"Croque-monsieur" y pepito, herencia de los viejos cafés

  • Hoy no nos damos cuenta de lo que supusieron los cafés en la vida de las ciudades hasta, más o menos, los años 50 ó 60 del siglo pasado, cuando esos establecimientos fueron, lenta pero inexorablemente, sustituidos por las cafeterías.

Por Caius Apicius

Madrid, 29 abr.- Hoy no nos damos cuenta de lo que supusieron los cafés en la vida de las ciudades hasta, más o menos, los años 50 ó 60 del siglo pasado, cuando esos establecimientos fueron, lenta pero inexorablemente, sustituidos por las cafeterías.

Los cafés madrileños, por ceñirnos a una ciudad, fueron auténticas instituciones. Por supuesto, un café de aquellos (casos de los clásicos de la calle de Alcalá, como el Suizo o Fornos) era mucho más que una cafetería. Era un lugar de tertulia, sí, pero también un restaurante: se comía en los cafés. Y no precisamente sándwiches, ni esa aberración conocida por "plato combinado".

Había ofertas de categoría, como los riñones al Jerez o diversas versiones del bistec, entre ellas, claro, el bistec Fornos, cortado del solomillo, hecho a la parrilla, servido sobre una rebanada de pan frito, coronado por una loncha de jamón frito y otra de lengua escarlata, un poco de salsa Colbert y escoltado por patatas soufflé.

Y el pepito de ternera. Este madrileñísimo bocadillo nació por los "felices veinte" en uno de esos cafés de la calle de Alcalá. El cocinero y cocinólogo Teodoro Bardají situó su cuna en el Fornos. Puede ser. Antes que él, Julio Camba lo mencionó, sin especificar origen, en La casa de Lúculo.

Hoy quizá no sea el bocadillo más popular en los Madriles, honor que seguramente corresponde al castizo bocata de calamares, pero es, sin duda, la mejor herencia de aquellos viejos cafés, cuyo espíritu pervive en lugares muy contados: el Gijón, amenazado de muerte cuando debería ser, como es el Harry's Bar veneciano, declarado bien de interés cultural; el Central, el Comercial...

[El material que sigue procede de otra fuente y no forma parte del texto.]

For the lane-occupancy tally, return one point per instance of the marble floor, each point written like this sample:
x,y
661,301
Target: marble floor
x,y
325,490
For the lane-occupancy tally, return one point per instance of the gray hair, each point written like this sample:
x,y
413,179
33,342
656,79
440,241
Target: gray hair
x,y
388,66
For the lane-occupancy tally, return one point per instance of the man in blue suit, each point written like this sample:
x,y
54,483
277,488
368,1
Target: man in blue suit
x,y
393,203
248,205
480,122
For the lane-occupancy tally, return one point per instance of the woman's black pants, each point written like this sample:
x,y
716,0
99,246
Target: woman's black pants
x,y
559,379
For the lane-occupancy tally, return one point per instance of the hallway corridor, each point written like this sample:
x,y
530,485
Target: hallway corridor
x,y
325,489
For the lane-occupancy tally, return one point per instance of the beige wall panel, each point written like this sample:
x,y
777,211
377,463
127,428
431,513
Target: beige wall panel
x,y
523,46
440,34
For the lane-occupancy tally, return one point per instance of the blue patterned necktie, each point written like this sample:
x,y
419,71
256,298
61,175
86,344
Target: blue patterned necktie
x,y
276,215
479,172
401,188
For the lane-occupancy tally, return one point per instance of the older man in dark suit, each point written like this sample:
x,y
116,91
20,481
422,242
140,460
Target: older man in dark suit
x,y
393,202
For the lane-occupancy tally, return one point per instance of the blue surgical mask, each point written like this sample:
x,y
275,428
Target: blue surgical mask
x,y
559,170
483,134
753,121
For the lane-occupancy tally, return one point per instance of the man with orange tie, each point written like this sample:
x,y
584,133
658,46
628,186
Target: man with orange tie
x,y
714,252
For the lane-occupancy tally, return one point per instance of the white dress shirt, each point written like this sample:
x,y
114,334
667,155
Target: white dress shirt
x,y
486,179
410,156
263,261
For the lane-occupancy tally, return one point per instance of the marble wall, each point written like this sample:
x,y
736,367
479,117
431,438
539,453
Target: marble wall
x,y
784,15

Un pepito no es más que un bocadillo cuyo protagonista es un bistec. Por supuesto, se puede historiar más, pero yo lo prefiero en toda su sencillez, en toda su pureza: un buen pan, un filete tierno y sabroso, perfectamente limpio de nervios y grasas, fácil de comer.

He disfrutado de pepitos maravillosos; siempre pongo como ejemplo los que preparaban (no sé si lo seguirán haciendo) en el Parador Nacional de Villafranca del Bierzo, donde hacía escala con esa exclusiva finalidad (tomarme un pepito) en mis viajes de Madrid a La Coruña.

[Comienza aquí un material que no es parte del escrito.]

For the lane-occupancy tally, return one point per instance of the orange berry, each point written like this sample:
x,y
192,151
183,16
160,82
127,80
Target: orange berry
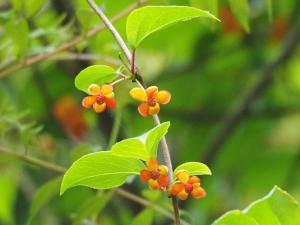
x,y
153,110
145,175
88,101
163,97
176,188
198,192
152,164
163,181
110,102
182,195
144,109
163,170
98,108
153,184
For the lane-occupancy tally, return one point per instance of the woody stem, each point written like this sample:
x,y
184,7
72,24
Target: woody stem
x,y
127,53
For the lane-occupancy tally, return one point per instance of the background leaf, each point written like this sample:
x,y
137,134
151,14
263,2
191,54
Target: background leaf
x,y
241,12
92,207
277,208
19,32
194,168
144,21
100,170
43,195
97,74
269,4
145,217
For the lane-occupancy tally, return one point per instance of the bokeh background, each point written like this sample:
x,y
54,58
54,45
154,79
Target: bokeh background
x,y
235,106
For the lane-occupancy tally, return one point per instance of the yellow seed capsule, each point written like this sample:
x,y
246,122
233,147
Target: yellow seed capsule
x,y
183,176
163,170
94,89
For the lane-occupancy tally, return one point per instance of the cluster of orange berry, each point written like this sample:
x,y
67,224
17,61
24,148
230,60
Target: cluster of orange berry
x,y
158,179
102,97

Bien es verdad que también he sufrido pepitos horrorosos, de ésos que, al morder, se viene detrás todo el filete... No me ha sucedido allí, desde luego; ni en mi escala de carretera favorita, el Landa burgalés.

En Madrid, decimos, los cafés fueron instituciones. Y en París también, aunque esa función de dar de comer la compartan con las "brasseries", vocablo que induce al error, ya que "brasserie" significa cervecería, y lugares como Lip o Flo no lo son: son cafés-restaurantes donde se come muy bien.

Y quedan cafés ilustrísimos, como el Café de la Paix, en el 12 del Boulevard des Capucines, junto a la Ópera Garnier.

En un café de ese bulevar nació la máxima aportación del café parisiense a la gastronomía rápida: el "croque-monsieur", que es un sándwich algo historiado de jamón y queso, nuestro sándwich mixto, el "biquini" barcelonés, que debe su nombre al establecimiento en el que se sirvieron por primera vez (en los cincuenta) esos emparedados.

Parece que el "croque-monsieur" nació allá por 1910; en 1919, el mucho más citado que leído Marcel Proust lo menciona en "A la sombra de las muchachas en flor", dejando claro que no se alimentaba exclusivamente de magdalenas.

Consiste en dos rebanadas de pan de molde, untadas por ambos lados con buena mantequilla, entre las que se coloca una loncha de jamón de York, que cuando es de verdad de York es magnífico, y otra de queso de Gruyère. Se pasa por la plancha, y se sirve caliente. Si se le pone sombrero (un huevo a la plancha), cambia de género y es un "croque-madame".

El pepito, como buen bocadillo, se come a mano. El "croque-monsieur", embadurnado de mantequilla, no. Precisa cubiertos.

O los precisaba, al menos antes de que los anuncios y las series de televisión fomentasen la zafiedad y los malos modos en la mesa, en plena exaltación de la civilización digital en que vivimos (digital, en su primera acepción, significa "relativo a los dedos"; lo de los dígitos viene después).

Pepito de ternera, "croque-monsieur" son sabrosas herencias de otro tiempo, de una vida de otro ritmo, de esos lugares encantadores que fueron los cafés, donde tantos personajes ilustres vieron pasar el tiempo, participaron en tertulias que han pasado a la posteridad...

Y en los que, además de café con leche y un suizo (por cierto: esos bollos nacieron en el Suizo, dónde si no), se podía comer muy bien y hasta cenar a altas horas de la noche, cuando se salía del teatro casi de madrugada...

Y es que entre la oferta gastronómica de los viejos cafés y la actual de las hamburgueserías y pizzerías hay un mundo de distancia. Un mundo, por supuesto, de buen gusto.